これは10年ほど前、とある欧米の国に留学していた時の話です。当時のわたしは大学生で、留学先で知り合った現地学生と付き合っていました。そして他の多くの大学生カップルと同じように、私たちは体の関係に発展しました。もちろん、コンドームで必ず避妊をして行為に及んでいます。

しかしある日の夜、行為が終わって彼が抜いた時、コンドームが外れてしまいました。私は実際に見てはいないので、外れるということが具体的にどういうことかはわかりません。彼が言うには、「精子はコンドーム内にあるから多分大丈夫だけど抜いた瞬間に外れてしまった」とのことです。

多くの日本人女性と同じように避妊は男性に任せていたので、私はその言葉を信じるしかありません。「多分大丈夫だろう」と思うことしかできませんでした。

しかしそんなことは初めてだったので眠れるわけもなく、異国の地で不安な気持ちのまま眠りにつきました。

彼が「緊急避妊薬を買いに行こう」
クロワッサンの味がしなかった…Photo by iStock

翌朝早く、普段は寝坊して授業に駆け込む彼が身支度をしていました。「心配だから緊急避妊用のピルを飲んでほしい。薬局に行こう」と言います。

いつもはお調子者の彼の真剣な様子に怖くなってしまい、私は「昨日大丈夫だって言ってたし大丈夫だよ」と首を横に振りました。驚くかもしれませんが、男性がピルを勧め、女性である私がそれを断ったのです。

理由は、不安だったから。矛盾しているようですが、妊娠が怖いからこそ、ピルを飲むことが怖かったのです。現実から目をそらして「多分大丈夫」という希望にすがることで、なかったことにしようとしていました。

それでも彼は「何かあったら傷つくのは桜子だ」と言い、渋る私の手を引いて薬局に向かいました。その国では薬局で緊急避妊薬を買えることを、その時初めて知りました。

調べたところ、ピル(緊急避妊薬)の服用前に何か食べてないといけないと何かに書いてありました(編集部注・実際はそうとは限りません)。彼が薬局への道すがらクロワッサンを買ってくれましたが、砂を噛んでいるようで、何の味もしなかったのを覚えています。

「あなたの身を守るために大切なの」
薬局では、50代か60代くらいの、細身で親切そうな薬剤師の女性が対応してくれました。何も言わない私に代わり彼が説明すると、彼女はすぐにコップ一杯の水とピル(緊急避妊薬)一錠を持ってきてくれました。「今すぐ飲んで」と。そこで私には持病があって薬を服用していることを説明すると、「ここで緊急避妊薬を売ることはできるけど、念のため向かいの産婦人科に行って、確認した方がいい」と勧められました。

産婦人科なんて、生まれてから一度も行ったことがありません。
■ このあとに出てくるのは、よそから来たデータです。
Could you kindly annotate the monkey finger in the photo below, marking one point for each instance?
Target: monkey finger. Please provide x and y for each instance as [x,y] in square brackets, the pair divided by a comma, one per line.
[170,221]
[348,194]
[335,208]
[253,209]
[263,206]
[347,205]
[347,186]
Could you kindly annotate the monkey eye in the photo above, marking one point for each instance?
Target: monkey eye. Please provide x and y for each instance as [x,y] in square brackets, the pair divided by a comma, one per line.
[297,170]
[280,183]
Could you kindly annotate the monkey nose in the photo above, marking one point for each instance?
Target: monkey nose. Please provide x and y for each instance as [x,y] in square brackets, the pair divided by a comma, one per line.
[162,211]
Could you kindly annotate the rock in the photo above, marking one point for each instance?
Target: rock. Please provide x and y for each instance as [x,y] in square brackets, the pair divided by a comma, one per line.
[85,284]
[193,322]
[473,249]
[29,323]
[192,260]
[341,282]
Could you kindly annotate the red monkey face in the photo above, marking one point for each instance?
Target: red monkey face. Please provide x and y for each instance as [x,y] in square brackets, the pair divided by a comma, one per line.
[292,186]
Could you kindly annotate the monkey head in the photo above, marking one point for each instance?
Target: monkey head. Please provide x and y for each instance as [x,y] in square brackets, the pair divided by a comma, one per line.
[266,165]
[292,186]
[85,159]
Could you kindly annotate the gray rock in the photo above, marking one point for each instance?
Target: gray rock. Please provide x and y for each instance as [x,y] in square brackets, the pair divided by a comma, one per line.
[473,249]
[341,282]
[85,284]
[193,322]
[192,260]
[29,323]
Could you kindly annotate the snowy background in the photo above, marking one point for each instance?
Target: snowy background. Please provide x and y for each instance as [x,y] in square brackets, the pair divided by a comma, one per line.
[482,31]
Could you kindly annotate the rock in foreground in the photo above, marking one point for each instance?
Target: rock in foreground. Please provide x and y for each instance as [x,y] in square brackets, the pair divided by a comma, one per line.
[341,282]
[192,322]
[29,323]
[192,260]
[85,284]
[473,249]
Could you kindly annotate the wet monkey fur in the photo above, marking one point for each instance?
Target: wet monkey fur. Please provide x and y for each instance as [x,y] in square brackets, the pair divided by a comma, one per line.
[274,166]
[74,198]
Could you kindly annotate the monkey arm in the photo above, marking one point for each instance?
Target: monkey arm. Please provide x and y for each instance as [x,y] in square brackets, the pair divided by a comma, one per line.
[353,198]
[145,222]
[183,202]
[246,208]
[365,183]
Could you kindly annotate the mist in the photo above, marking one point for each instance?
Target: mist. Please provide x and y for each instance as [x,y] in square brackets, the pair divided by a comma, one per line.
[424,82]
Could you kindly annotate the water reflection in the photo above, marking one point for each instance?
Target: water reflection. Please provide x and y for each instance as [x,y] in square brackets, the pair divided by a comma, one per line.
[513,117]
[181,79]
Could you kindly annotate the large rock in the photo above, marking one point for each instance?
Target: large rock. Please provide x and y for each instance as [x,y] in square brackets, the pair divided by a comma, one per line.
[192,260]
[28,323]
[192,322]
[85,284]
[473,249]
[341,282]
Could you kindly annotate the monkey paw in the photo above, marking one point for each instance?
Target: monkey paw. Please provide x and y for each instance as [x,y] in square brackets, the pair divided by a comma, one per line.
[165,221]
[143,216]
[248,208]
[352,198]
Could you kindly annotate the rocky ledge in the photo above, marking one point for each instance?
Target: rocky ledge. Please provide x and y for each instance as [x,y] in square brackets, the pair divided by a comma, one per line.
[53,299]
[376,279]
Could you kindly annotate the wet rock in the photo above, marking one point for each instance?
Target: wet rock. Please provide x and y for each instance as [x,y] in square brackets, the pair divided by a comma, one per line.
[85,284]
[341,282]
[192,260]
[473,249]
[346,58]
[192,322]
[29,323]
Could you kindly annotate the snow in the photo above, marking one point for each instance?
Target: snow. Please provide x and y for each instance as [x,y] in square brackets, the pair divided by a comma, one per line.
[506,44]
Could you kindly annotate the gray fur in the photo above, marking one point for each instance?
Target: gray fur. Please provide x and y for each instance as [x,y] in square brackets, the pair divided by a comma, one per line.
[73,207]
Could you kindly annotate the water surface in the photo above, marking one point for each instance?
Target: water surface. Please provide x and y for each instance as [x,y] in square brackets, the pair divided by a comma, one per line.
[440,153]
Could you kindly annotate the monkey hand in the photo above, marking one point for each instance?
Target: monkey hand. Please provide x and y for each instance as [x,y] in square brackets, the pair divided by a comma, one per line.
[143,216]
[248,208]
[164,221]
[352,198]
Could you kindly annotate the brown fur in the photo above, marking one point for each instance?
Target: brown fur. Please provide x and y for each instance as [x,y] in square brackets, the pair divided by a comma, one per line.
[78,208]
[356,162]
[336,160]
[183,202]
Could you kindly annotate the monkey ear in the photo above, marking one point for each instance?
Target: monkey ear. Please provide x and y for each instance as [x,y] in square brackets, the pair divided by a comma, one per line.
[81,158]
妊娠するまでお世話になることなんてないと思っていた場所です。朝ピルを飲むことを拒んだのと同じように、私は泣きながら「行きたくない」と言いました。産婦人科に行くことで、大ごとになってしまうのが怖かったのです。

そんな私の手を、女性店員はそっと握ってくれました。「あなたの身を守るためなの。大事なことだから勇気を出して」と。もともとは一緒に薬局に行った後そのまま大学に行く予定だった彼は、「授業を休む」と言って付いてきてくれ、人生で初めて産婦人科に行きました。

怒られも責められもしなかった
産婦人科に行くことすら怖かった藤木さんだが、薬局の女性も意志も、当然のように責めることもなく親身にきちんと相談に乗ってくれた。「若い女性が緊急避妊薬だなんて」という態度はみじんもなかった Photo by iStock

産婦人科の受付で、彼は「緊急避妊用のピルのために薬の飲み合わせを確認したい」と言いました。どんな返事が返ってくるんだろう、怒られたりするかもしれない。そうビクビクしていましたが、受付の女性は「それは昨晩のことですか? 何の薬を服用していますか?」といくつか質問するだけで、「では待合室へどうぞ」とごく普通に対応してくれました。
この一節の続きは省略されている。